Absorber, digérer et réinventer, plus que copier
Picasso a passé des années à étudier Cézanne, longuement, intensément pour essayer de s’approprier ses références formelles et thématiques, en tirer des solutions techniques, trouver de nouveaux champs d’investigation. Il ne cessera de ressourcer son œuvre dans celle du peintre aixois.
Cézanne cherche des solutions plastiques pour créer une « harmonie parallèle à la nature » en s’écartant du sujet et lance le fameux impératif de traitement de « la nature par le cône, la sphère et le cylindre, le tout mis en perspective ». Picasso applique si bien la formule cézannienne que le terme « cubisme cézannien » s’applique à son travail. Cet espace nouveau défini par le précepte cézannien fait éclater de façon irréversible la forme classique.
Picasso rapporte de Horta de Ebro, en Catalogne, de magnifiques paysages au dessin géométrique. L’étude pour le réservoir de Horta de Ebro de 1909 illustre parfaitement le nouveau travail du peintre : les détails sont éliminés et les formes sont réduites à des solides géométriques, en l’occurrence des cubes.
Picasso poursuit dans la veine cubiste et son questionnement sur Cézanne avec la réalisation des portraits de Kahnweiler et de Vollard, ses marchands, qui s’engagent dans le cubisme analytique.
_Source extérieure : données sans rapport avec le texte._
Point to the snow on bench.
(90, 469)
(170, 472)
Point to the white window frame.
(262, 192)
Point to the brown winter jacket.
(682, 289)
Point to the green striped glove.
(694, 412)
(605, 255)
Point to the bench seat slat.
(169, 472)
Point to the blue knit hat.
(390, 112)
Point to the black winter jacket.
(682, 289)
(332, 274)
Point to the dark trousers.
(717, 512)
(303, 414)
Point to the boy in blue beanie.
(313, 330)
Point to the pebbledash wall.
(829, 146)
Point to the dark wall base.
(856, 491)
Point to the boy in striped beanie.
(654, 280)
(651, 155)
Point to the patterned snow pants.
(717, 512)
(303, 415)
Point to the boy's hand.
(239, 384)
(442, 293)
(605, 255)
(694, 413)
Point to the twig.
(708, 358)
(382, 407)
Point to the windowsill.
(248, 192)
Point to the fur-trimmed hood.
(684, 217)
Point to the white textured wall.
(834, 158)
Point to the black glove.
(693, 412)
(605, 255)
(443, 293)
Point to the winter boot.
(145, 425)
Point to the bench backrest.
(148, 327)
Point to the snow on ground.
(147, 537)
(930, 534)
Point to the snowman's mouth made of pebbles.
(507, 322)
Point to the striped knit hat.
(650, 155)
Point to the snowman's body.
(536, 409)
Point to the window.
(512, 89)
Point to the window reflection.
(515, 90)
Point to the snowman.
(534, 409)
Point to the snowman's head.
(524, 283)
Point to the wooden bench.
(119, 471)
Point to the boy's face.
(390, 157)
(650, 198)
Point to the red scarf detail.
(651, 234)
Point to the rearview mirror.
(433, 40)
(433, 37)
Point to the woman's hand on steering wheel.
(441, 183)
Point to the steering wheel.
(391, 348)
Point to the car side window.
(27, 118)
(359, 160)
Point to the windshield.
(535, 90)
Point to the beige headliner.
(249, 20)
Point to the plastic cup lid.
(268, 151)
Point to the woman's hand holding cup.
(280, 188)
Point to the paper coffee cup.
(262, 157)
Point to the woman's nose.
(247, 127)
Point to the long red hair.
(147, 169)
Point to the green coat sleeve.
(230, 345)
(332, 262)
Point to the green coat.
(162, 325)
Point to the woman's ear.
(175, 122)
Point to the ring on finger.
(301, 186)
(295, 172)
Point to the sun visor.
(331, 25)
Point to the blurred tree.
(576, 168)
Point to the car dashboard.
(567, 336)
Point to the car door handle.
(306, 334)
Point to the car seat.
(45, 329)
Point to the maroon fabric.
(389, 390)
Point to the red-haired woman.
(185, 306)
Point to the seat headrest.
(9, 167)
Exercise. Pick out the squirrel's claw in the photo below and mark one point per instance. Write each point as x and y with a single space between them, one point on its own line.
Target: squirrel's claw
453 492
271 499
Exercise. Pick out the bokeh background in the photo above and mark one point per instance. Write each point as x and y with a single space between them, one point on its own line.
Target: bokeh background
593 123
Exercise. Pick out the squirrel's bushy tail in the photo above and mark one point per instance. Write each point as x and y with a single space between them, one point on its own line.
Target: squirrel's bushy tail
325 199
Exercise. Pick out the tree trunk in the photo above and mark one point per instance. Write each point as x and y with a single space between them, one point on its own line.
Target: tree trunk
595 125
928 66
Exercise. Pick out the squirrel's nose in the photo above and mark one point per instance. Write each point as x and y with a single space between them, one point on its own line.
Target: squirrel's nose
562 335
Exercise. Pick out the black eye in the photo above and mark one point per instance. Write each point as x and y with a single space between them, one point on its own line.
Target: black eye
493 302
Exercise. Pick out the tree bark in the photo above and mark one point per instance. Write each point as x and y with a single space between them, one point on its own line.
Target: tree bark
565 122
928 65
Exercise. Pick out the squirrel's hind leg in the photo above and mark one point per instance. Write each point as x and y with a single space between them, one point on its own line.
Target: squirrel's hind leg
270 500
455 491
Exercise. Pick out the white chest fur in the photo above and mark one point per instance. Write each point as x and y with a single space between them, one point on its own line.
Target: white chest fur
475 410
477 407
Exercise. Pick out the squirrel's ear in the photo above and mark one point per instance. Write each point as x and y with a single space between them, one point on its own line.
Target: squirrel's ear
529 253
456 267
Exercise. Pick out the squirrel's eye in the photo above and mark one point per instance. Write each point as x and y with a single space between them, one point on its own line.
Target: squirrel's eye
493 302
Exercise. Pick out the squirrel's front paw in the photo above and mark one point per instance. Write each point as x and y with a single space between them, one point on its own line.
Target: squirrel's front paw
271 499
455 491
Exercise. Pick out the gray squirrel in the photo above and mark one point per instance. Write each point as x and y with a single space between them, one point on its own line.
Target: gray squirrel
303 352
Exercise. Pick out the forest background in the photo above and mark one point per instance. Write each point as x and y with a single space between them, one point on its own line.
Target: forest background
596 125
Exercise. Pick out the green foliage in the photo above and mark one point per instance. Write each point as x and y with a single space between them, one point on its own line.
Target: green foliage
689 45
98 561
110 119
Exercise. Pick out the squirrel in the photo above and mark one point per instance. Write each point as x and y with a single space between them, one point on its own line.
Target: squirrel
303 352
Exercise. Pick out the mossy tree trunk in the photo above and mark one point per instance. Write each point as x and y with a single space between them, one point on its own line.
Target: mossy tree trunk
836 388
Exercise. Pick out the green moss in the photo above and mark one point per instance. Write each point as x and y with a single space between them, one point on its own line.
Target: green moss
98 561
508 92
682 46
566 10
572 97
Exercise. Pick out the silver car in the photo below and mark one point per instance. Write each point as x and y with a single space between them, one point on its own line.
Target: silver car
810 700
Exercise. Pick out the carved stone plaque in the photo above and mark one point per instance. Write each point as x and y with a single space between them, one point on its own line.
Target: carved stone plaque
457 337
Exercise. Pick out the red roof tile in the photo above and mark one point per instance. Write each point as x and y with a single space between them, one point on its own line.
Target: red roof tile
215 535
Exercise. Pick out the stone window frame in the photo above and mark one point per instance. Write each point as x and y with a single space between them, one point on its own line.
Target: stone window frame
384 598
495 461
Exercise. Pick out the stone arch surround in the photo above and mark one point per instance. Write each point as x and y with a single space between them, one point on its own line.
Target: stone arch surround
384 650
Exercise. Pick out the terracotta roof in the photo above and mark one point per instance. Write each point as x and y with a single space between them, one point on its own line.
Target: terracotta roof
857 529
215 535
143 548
Le portrait de Fernande Olivier et la sculpture Tête de femme marquent l’apparition des facettes. Fernande devient alors le réceptacle de ses recherches formelles. Il casse les volumes, les décompose en plans et en facettes qui se prolongent dans un espace analysé comme un solide. La perspective disparaît et la palette se réduit.
En 1906, la mort de Cézanne est l’occasion de grandes expositions. Le marchand Vollard, qui a cru en lui dès 1893, possède les plus beaux tableaux du maître d’Aix. Il expose depuis peu le jeune Picasso. Derain possède une reproduction des Cinq Baigneuses. Matisse, grand admirateur de Cézanne, avait, dès 1899, Les Trois Baigneuses. Picasso qui connaît et fréquente ces artistes peut ainsi observer à loisir les toiles de Cézanne.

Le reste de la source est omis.